We propose DEep Learning Prediction of Highly probable protein Interaction sites (DELPHI), a new sequence-based deep learning suite for PPI-binding sites prediction. DELPHI has an ensemble structure which combines a CNN and a RNN component with fine tuning technique. Three novel features, HSP, position information and ProtVec are used in addition to nine existing ones. We comprehensively compare DELPHI to nine state-of-the-art programmes on five datasets, and DELPHI outperforms the competing methods in all metrics even though its training dataset shares the least similarities with the testing datasets.
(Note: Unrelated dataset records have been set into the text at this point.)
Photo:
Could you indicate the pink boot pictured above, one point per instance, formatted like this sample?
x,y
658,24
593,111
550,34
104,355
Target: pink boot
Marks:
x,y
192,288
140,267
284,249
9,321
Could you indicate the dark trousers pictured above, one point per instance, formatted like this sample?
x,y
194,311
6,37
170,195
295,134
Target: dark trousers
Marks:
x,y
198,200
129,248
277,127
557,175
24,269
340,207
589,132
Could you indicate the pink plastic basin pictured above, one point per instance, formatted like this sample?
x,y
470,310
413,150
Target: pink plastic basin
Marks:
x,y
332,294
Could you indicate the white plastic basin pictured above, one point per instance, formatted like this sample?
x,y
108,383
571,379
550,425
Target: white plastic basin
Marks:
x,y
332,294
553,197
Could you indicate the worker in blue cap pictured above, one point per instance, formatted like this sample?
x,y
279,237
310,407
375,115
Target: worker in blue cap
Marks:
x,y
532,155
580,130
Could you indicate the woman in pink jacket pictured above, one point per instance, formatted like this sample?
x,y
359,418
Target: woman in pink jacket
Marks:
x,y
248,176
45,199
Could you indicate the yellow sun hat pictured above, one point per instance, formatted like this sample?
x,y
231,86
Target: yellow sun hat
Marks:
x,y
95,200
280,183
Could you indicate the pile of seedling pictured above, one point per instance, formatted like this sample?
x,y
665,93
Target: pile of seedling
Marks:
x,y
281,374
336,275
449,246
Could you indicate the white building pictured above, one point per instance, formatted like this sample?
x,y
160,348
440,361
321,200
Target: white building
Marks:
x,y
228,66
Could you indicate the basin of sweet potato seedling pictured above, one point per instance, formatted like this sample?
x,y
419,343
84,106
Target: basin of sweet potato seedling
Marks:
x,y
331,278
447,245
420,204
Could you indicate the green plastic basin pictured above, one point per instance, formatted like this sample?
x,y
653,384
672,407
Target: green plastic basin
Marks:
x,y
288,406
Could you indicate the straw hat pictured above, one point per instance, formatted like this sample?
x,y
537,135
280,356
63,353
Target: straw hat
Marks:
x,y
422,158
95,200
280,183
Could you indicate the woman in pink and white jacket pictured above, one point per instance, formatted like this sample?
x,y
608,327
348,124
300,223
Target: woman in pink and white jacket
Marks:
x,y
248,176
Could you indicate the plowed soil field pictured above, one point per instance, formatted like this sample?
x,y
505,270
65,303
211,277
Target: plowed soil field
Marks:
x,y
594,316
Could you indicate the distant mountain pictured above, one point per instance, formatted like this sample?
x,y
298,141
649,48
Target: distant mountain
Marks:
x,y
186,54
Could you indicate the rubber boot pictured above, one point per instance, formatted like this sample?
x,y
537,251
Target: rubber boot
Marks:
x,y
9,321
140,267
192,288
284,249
In the most important metrics, AUPRC and MCC, it surpasses the second best programmes by as much as 18.5% and 27.7%, respectively. We also demonstrated that the improvement is essentially due to using the ensemble model and, especially, the three new features. Using DELPHI it is shown that there is a strong correlation with protein-binding residues (PBRs) and sites with strong evolutionary conservation. In addition, DELPHI’s predicted PBR sites closely match known data from Pfam. DELPHI is available as open-sourced standalone software and web server.
Availability and implementation
The DELPHI web server can be found at delphi.csd.uwo.ca/, with all datasets and results in this study. The trained models, the DELPHI standalone source code, and the feature computation pipeline are freely available at github.com/lucian-ilie/DELPHI.
Supplementary data are available at Bioinformatics online.